I think squirrels have fun getting ready for winter. Sitting outside the other morning. I periodically heard a series of clunks. The noise came from high up in a tall Sitka Spruce (Picea sitchensis) in the forested wetland. I watched a Douglas Squirrel zip from branch to branch, often scurrying out nearly to the tips, nipping off still-green cones. Clunk, clunk-clunk, clunk, the cones fell through the branches to the forest floor. The small dark-brown-and-rust-colored Douglas Squirrel, also called a Chickaree, creates stashes of conifer cones to munch on all winter. They do well here, where we still have native forest. They don’t adapt to urbanization, unlike the Eastern (non-native) Gray Squirrel, which thrives in suburbs and cities.
In my former office across the field, I looked out on a big Douglas Fir (Pseudotsuga menziesii) that stands apart from the other trees near the driveway. The squirrels loved that tree and distracted me from my work, chirping at me. I’d try to answer back in squirrelese. They are sociable and fearless. I watched them skittering around the tree trunk. They watched me watching the computer screen. This time of year, they’d harvest cones from high up, bombing the humans and their cars.

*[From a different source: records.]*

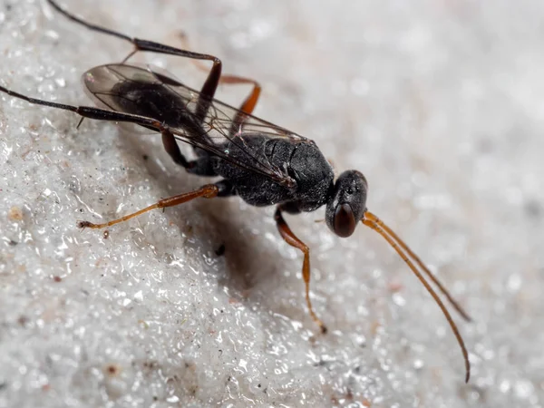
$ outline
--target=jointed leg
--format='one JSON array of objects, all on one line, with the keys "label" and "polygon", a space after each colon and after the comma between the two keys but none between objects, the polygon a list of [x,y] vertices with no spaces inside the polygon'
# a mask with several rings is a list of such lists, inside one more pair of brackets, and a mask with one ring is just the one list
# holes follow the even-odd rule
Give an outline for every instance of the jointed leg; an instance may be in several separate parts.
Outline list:
[{"label": "jointed leg", "polygon": [[321,333],[326,333],[326,326],[314,312],[312,302],[310,301],[310,249],[304,242],[298,239],[295,234],[293,234],[291,228],[281,215],[281,207],[278,207],[276,210],[274,219],[276,219],[277,230],[280,233],[281,238],[283,238],[284,240],[291,247],[300,249],[304,254],[304,261],[302,264],[302,278],[304,279],[304,283],[306,285],[306,305],[308,306],[310,316],[321,328]]},{"label": "jointed leg", "polygon": [[218,83],[221,76],[221,60],[219,60],[218,57],[209,55],[206,53],[193,53],[190,51],[180,50],[179,48],[164,45],[152,41],[129,37],[128,35],[118,33],[116,31],[110,30],[108,28],[103,28],[100,25],[92,24],[91,23],[87,23],[86,21],[71,15],[66,10],[61,8],[53,0],[47,1],[55,10],[63,14],[70,20],[85,26],[90,30],[97,31],[99,33],[102,33],[108,35],[113,35],[117,38],[128,41],[129,43],[132,44],[134,45],[134,51],[124,59],[123,63],[134,53],[136,53],[138,51],[150,51],[153,53],[192,58],[195,60],[211,61],[213,63],[213,65],[211,67],[211,70],[209,71],[209,73],[208,74],[208,78],[206,79],[202,89],[200,90],[200,95],[199,96],[199,102],[197,103],[198,108],[197,112],[195,112],[196,116],[200,120],[200,121],[204,120],[206,114],[208,113],[208,110],[209,109],[211,100],[218,88]]},{"label": "jointed leg", "polygon": [[109,222],[105,222],[103,224],[92,224],[89,221],[80,221],[78,226],[80,228],[103,228],[106,227],[111,227],[115,224],[119,224],[120,222],[127,221],[134,217],[137,217],[144,212],[151,211],[155,209],[166,209],[167,207],[174,207],[180,204],[183,204],[185,202],[190,201],[191,199],[198,199],[199,197],[203,197],[204,199],[213,199],[217,197],[219,193],[219,187],[215,184],[207,184],[205,186],[200,187],[199,189],[194,191],[190,191],[188,193],[179,194],[176,196],[169,197],[168,199],[163,199],[157,201],[155,204],[152,204],[145,209],[141,209],[138,211],[135,211],[131,214],[126,215],[117,219],[113,219]]},{"label": "jointed leg", "polygon": [[[190,48],[189,46],[189,42],[187,41],[187,36],[185,35],[185,34],[182,34],[181,40],[182,40],[182,45],[184,48],[186,48],[186,49]],[[200,71],[203,71],[206,73],[209,71],[209,68],[206,65],[204,65],[201,61],[193,59],[193,63],[196,65],[196,67],[198,69],[199,69]],[[238,85],[238,84],[253,85],[253,87],[251,89],[251,92],[244,100],[241,106],[239,107],[239,110],[246,114],[250,115],[251,113],[253,113],[255,106],[257,105],[257,102],[258,102],[258,97],[260,96],[260,92],[261,92],[261,89],[262,89],[260,84],[257,81],[252,80],[250,78],[245,78],[243,76],[238,76],[238,75],[221,75],[221,77],[219,78],[219,83],[232,84],[232,85]],[[239,120],[241,118],[237,117],[237,119]],[[237,121],[235,120],[235,121]]]}]

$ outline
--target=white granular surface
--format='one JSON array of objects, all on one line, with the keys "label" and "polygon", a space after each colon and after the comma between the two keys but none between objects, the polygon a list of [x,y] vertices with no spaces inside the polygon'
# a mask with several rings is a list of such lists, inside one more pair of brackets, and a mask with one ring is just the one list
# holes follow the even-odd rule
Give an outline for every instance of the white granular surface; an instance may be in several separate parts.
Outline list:
[{"label": "white granular surface", "polygon": [[[65,0],[131,35],[221,57],[261,82],[257,114],[369,180],[369,209],[472,316],[432,299],[377,234],[324,209],[196,200],[76,228],[208,180],[153,134],[0,95],[0,407],[544,406],[544,3]],[[85,70],[128,44],[44,0],[0,0],[0,83],[89,104]],[[194,87],[182,59],[140,54]],[[219,95],[239,103],[244,87]],[[225,254],[216,251],[225,246]]]}]

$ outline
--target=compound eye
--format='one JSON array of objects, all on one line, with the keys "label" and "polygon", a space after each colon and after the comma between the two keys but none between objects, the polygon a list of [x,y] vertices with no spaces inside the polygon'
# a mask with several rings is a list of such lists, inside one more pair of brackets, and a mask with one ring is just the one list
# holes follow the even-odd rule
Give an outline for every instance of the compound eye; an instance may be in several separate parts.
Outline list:
[{"label": "compound eye", "polygon": [[349,204],[339,204],[335,211],[334,229],[338,237],[349,237],[355,230],[357,221]]}]

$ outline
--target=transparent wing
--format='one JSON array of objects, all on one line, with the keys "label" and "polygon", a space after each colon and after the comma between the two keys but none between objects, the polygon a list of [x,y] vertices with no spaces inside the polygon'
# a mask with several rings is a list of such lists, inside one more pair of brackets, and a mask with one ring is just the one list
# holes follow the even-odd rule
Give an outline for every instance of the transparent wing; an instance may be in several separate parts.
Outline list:
[{"label": "transparent wing", "polygon": [[[263,154],[264,141],[263,145],[248,143],[248,138],[288,138],[295,143],[312,142],[227,103],[207,100],[198,91],[155,67],[102,65],[83,74],[83,84],[99,106],[159,120],[169,126],[177,139],[286,187],[296,184],[287,168],[267,160]],[[203,104],[209,108],[200,120],[197,112]]]}]

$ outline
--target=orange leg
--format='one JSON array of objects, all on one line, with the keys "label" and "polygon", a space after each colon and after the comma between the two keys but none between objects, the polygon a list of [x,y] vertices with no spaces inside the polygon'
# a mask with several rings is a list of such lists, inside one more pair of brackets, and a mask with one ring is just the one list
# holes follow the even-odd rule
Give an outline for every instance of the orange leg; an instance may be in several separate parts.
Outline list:
[{"label": "orange leg", "polygon": [[321,333],[326,333],[326,326],[324,325],[321,319],[317,317],[316,312],[314,312],[312,302],[310,301],[310,248],[304,242],[298,239],[295,234],[293,234],[293,231],[291,231],[291,228],[281,215],[281,209],[279,207],[276,210],[274,219],[276,219],[277,230],[281,235],[281,238],[283,238],[284,240],[291,247],[300,249],[304,254],[304,261],[302,263],[302,278],[304,279],[304,284],[306,285],[306,305],[308,306],[310,316],[317,324],[317,325],[319,325]]},{"label": "orange leg", "polygon": [[167,207],[178,206],[180,204],[183,204],[184,202],[190,201],[191,199],[198,199],[199,197],[203,197],[205,199],[213,199],[214,197],[217,197],[219,192],[219,189],[218,188],[218,186],[216,186],[215,184],[207,184],[194,191],[179,194],[177,196],[172,196],[169,197],[168,199],[160,199],[153,205],[146,207],[145,209],[141,209],[138,211],[135,211],[120,219],[113,219],[112,221],[105,222],[103,224],[92,224],[89,221],[80,221],[78,222],[78,226],[82,228],[103,228],[115,224],[119,224],[120,222],[127,221],[131,219],[133,219],[134,217],[138,217],[139,215],[143,214],[144,212],[151,211],[151,209],[166,209]]}]

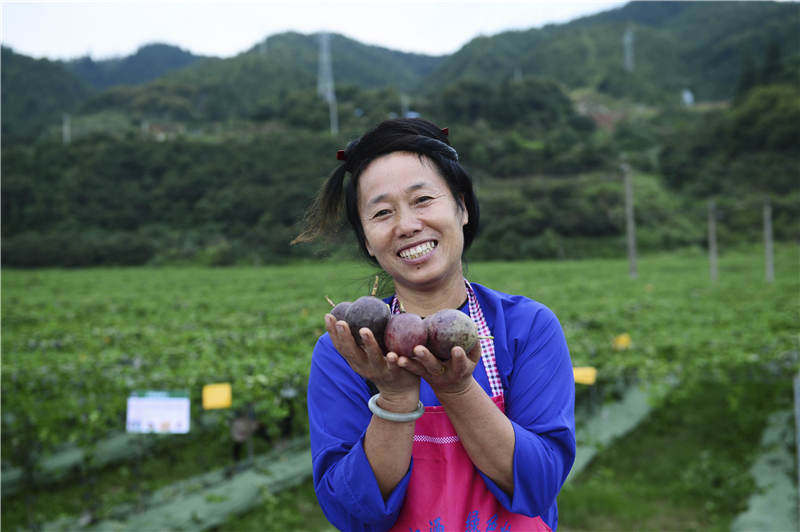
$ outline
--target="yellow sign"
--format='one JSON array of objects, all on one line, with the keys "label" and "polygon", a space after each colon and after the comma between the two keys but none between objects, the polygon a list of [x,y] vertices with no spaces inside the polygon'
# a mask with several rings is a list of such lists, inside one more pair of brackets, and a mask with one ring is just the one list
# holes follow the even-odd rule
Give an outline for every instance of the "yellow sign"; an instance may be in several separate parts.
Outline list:
[{"label": "yellow sign", "polygon": [[220,382],[203,386],[203,410],[230,408],[231,383]]},{"label": "yellow sign", "polygon": [[572,368],[572,373],[578,384],[594,384],[597,380],[597,368],[591,366]]}]

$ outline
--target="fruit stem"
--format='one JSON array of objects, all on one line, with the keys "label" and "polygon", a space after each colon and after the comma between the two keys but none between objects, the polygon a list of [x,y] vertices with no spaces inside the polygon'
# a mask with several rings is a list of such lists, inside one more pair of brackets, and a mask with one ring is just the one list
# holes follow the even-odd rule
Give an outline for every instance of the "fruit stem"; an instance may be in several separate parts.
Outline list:
[{"label": "fruit stem", "polygon": [[369,293],[371,296],[375,296],[378,292],[378,276],[375,276],[375,282],[372,284],[372,292]]}]

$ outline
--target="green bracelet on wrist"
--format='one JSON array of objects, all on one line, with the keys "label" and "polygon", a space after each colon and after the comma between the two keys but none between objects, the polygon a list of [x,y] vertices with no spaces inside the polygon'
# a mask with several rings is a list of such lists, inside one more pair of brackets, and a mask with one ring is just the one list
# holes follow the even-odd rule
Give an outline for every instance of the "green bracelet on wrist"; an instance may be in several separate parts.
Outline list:
[{"label": "green bracelet on wrist", "polygon": [[387,421],[395,421],[397,423],[405,423],[407,421],[414,421],[422,417],[422,414],[425,413],[425,405],[422,404],[422,401],[419,401],[417,404],[417,409],[413,412],[406,412],[403,414],[398,414],[397,412],[389,412],[388,410],[384,410],[383,408],[378,406],[378,396],[380,394],[376,393],[372,397],[369,398],[369,406],[370,411],[378,416],[381,419],[385,419]]}]

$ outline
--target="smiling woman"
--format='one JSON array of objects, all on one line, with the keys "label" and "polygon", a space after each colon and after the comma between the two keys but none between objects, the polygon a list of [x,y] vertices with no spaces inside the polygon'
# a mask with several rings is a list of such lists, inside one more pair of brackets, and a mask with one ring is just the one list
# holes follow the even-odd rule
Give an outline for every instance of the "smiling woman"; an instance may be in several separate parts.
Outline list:
[{"label": "smiling woman", "polygon": [[308,385],[325,515],[341,530],[554,530],[575,458],[572,364],[558,320],[464,279],[478,201],[447,130],[386,121],[338,158],[295,242],[324,235],[344,208],[364,255],[394,281],[392,312],[458,309],[481,339],[446,360],[424,345],[399,355],[370,329],[354,331],[357,343],[345,321],[325,316]]}]

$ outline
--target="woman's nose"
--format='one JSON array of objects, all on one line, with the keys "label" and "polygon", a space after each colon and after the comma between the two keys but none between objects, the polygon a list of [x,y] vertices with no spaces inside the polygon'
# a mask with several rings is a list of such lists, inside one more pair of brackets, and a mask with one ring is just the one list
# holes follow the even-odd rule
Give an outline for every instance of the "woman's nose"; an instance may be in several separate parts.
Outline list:
[{"label": "woman's nose", "polygon": [[397,230],[400,236],[409,236],[422,230],[422,221],[411,209],[401,209],[398,212]]}]

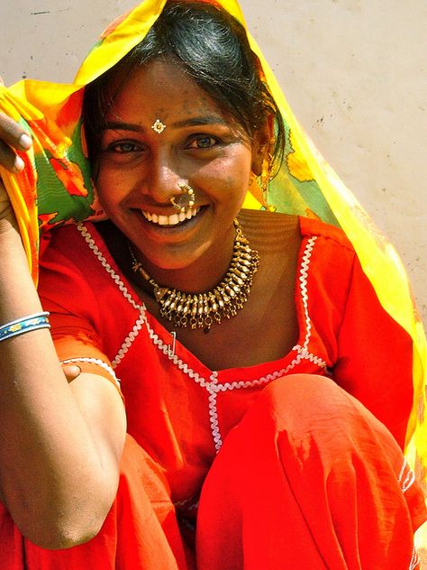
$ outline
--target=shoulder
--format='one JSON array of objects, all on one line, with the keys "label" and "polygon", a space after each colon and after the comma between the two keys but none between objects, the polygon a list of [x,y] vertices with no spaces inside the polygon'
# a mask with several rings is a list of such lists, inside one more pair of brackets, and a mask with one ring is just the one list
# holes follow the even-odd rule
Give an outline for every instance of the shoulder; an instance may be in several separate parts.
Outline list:
[{"label": "shoulder", "polygon": [[351,242],[341,228],[314,218],[300,216],[298,219],[303,237],[321,238],[323,242],[331,242],[354,253]]}]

Over the years, we had kept the English Ivy (Boo hissii) at the tree’s base from clambering up the trunk, and finally made a concerted effort to pull it all out to free the struggling native plants underneath. But, until the native undergrowth recovered — Cascade Oregon Grape (Mahonia nervosa), Salal (Gaultheria shallon) and Trailing Blackberry – the squirrels did not use that lone tree. They had lost their protective cover. They eventually came back, but last spring, we limbed the tree up quite high to allow more light to reach the ground (for improved human habitat). Once again, the squirrels have forsaken that tree. Apparently, they needed the mid-level branches. Or they’d appreciate it if we planted a smaller understory tree like a Vine Maple (Acer circinatum) or Pacific Dogwood (Cornus nuttallii) right next to the Doug Fir. Luckily they have a whole forest just 50 feet away, but I miss seeing them.